The recent killing of Ahmed Gulak, a former political adviser to President Goodluck Jonathan, in Owerri highlighted the level of insecurity in Imo State.
The governor of Imo State, Hope Uzodinma, said the security situation in his state is 'better' when compared with "what is going on in other parts of Nigeria".
"I can even tell you that the Imo case is better, apart from one or two cases that involved very important personalities. There has never been a time that 20 persons died (were killed) at a time or school children were kidnapped, and all that," Mr Uzodinma told reporters at the Presidential Villa after meeting with President Muhammadu Buhari.
It is not clear which state(s) the governor was specifically referring to as there have been several killings across the nation in recent months including high profile cases of school children being kidnapped especially in parts of the north.
'Epicentre of violence'
IPOB, a pro-Biafra group, which has been proscribed by the Nigerian government, has a high concentration of its members and supporters in Imo State which appears to be the epicentre of the group's activities in the country's South-east region.
Apart from the frequent deadly attacks on security officials, there have been reports of police, including the Nigerian military, carrying out indiscriminate killings and arrests of civilians in the state.
The recent killing of Ahmed Gulak, a chieftain of the All Progressives Congress and a former political adviser to President Goodluck Jonathan, in Owerri highlighted the level of insecurity in the state.
Governor Uzodinma's country home in the state was attacked in April by gunmen who set ablaze part of the building.
"We have been doing our best to see that cases of security breaches are reduced to the barest minimum if not eliminated," said Governor Uzodinma while speaking with the reporters at the Presidential Villa.
The governor said insecurity is a nationwide challenge. He, however, said Imo was relatively safe now for people to visit and also do business.
"We are doing our best. So far, the situation is relatively okay in Imo State than it was. Imo is okay now, people can come around and do their businesses. The normal life and activities have resumed in Imo State, security agencies are on top of their situation."

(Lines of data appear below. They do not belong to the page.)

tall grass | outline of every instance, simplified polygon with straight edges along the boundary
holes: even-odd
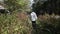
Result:
[[[31,26],[27,20],[22,22],[17,14],[1,14],[0,34],[31,34]]]

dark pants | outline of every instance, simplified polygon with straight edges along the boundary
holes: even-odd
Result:
[[[37,34],[36,21],[32,21],[32,27],[33,27],[33,33],[32,34]]]
[[[32,21],[32,27],[33,29],[36,29],[36,21]]]

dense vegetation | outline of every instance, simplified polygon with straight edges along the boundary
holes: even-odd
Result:
[[[54,3],[56,0],[49,2]],[[47,7],[52,7],[48,6],[48,4],[51,5],[49,2],[46,1],[41,4],[39,0],[36,4],[33,4],[33,11],[36,11],[38,14],[36,29],[33,29],[31,20],[27,14],[31,11],[29,0],[4,0],[4,7],[11,14],[0,14],[0,34],[60,34],[60,16],[55,14],[48,15],[44,12]],[[59,5],[59,3],[57,4]],[[55,9],[57,10],[55,11]],[[59,6],[56,7],[54,4],[52,12],[59,13],[59,9]],[[47,10],[50,11],[50,9]],[[40,13],[40,11],[42,12]]]

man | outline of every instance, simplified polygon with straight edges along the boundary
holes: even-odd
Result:
[[[33,27],[33,29],[35,29],[36,28],[37,15],[35,12],[31,12],[30,17],[31,17],[31,21],[32,21],[32,27]]]

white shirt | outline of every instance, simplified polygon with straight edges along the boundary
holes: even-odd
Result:
[[[37,20],[37,15],[36,15],[35,12],[32,12],[32,13],[31,13],[31,20],[32,20],[32,21],[36,21],[36,20]]]

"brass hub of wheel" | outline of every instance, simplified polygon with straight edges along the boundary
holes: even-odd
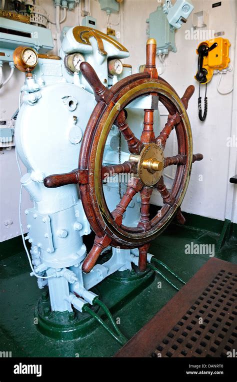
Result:
[[[130,160],[138,162],[138,177],[143,184],[151,187],[160,179],[163,172],[164,157],[162,149],[156,143],[146,145],[140,155],[130,155]]]

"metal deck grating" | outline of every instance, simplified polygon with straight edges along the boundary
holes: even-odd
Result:
[[[236,282],[237,265],[211,259],[116,356],[226,357],[237,350]]]

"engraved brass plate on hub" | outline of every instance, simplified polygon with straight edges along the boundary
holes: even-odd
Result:
[[[163,151],[158,145],[147,145],[140,155],[131,155],[130,160],[138,162],[136,176],[144,186],[152,187],[157,183],[162,175],[164,163]]]

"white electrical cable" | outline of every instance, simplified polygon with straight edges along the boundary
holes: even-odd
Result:
[[[109,24],[108,24],[108,21],[110,20],[110,13],[108,13],[108,14],[107,15],[107,26],[108,26],[108,27],[110,25]]]
[[[22,102],[21,102],[21,101],[22,101],[22,92],[23,92],[23,90],[21,90],[20,92],[20,94],[19,94],[19,100],[18,100],[18,113],[19,113],[20,110],[20,107],[22,106]]]
[[[4,87],[4,85],[6,85],[6,84],[7,84],[8,81],[10,81],[10,79],[12,78],[12,77],[13,76],[13,74],[14,73],[14,69],[15,68],[14,68],[14,67],[12,67],[12,68],[10,68],[10,74],[9,76],[8,76],[8,78],[6,78],[5,80],[5,81],[4,81],[4,82],[2,82],[2,84],[0,84],[0,89],[2,89]]]
[[[55,22],[56,24],[56,29],[57,33],[61,33],[61,27],[60,26],[60,6],[56,6]]]
[[[232,92],[233,91],[233,90],[234,90],[234,87],[230,89],[230,90],[229,90],[228,92],[226,92],[226,93],[224,93],[223,92],[222,92],[220,90],[220,81],[222,81],[222,76],[223,74],[224,74],[222,72],[220,72],[220,79],[219,79],[219,81],[218,81],[218,85],[217,85],[217,91],[218,91],[218,93],[219,93],[220,94],[222,94],[222,96],[225,96],[226,94],[230,94],[230,93],[232,93]]]
[[[0,65],[0,88],[2,86],[2,66]]]
[[[116,27],[118,25],[120,25],[120,21],[121,21],[121,10],[120,11],[120,12],[118,21],[118,23],[116,24],[114,24],[112,23],[110,23],[110,25],[112,25],[113,27]]]
[[[15,154],[16,154],[16,163],[18,165],[18,169],[19,170],[19,172],[20,175],[20,178],[22,177],[22,170],[20,167],[19,161],[18,159],[18,152],[16,150],[16,148],[15,146]],[[20,198],[19,198],[19,208],[18,208],[18,215],[19,215],[19,223],[20,223],[20,234],[22,235],[22,240],[23,242],[23,245],[24,246],[24,250],[26,252],[27,257],[28,257],[28,260],[30,263],[30,266],[31,268],[31,269],[32,270],[32,272],[34,274],[34,276],[37,277],[37,278],[50,278],[50,277],[53,277],[54,275],[52,275],[51,276],[38,276],[36,273],[34,271],[34,269],[33,267],[33,265],[32,262],[32,260],[30,259],[30,255],[29,252],[28,251],[28,249],[26,247],[26,239],[24,238],[24,234],[23,233],[23,230],[22,229],[22,184],[20,185]]]

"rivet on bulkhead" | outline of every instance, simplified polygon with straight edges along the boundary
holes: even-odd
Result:
[[[57,231],[57,236],[58,236],[58,237],[61,237],[64,239],[68,236],[68,231],[63,228],[58,229]]]
[[[74,223],[73,227],[75,231],[80,231],[82,228],[82,225],[79,223],[79,222],[76,221]]]

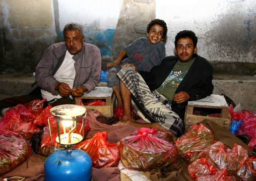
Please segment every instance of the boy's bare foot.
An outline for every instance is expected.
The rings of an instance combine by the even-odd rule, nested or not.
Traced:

The governor said he was open to suggestions from people on how to improve upon the security situation in the state.
"I did not closed no door (sic)," he said when asked if he had shut the door against negotiation with people he thought were "causing trouble" in the state.
"In Imo State, as I speak to you, only me cannot restore security. Only me cannot guarantee security. I have to work with traditional rulers, I have to work with opinion leaders, I have to work with the youth leaders to be able to deploy a community kind of security programme, to be able to resist what is going on today.
"But you have heard how people will come from outside the state in the name of unknown gunmen. I don't know when we will begin to know these people and they will commit atrocities, and they will now flee," Mr Uzodinma said.
"I want to use this opportunity to invite all leaders, religious leaders, political leaders, community leaders, and traditional institutions to join hands, because the only country we have is Nigeria, we don't have another country. And if we're not united, we will achieve nothing.
"We must contribute our quota, however it is, to ensure that Nigeria remains strong, united, a place that we will go about our businesses, equity and justice is guaranteed," he added.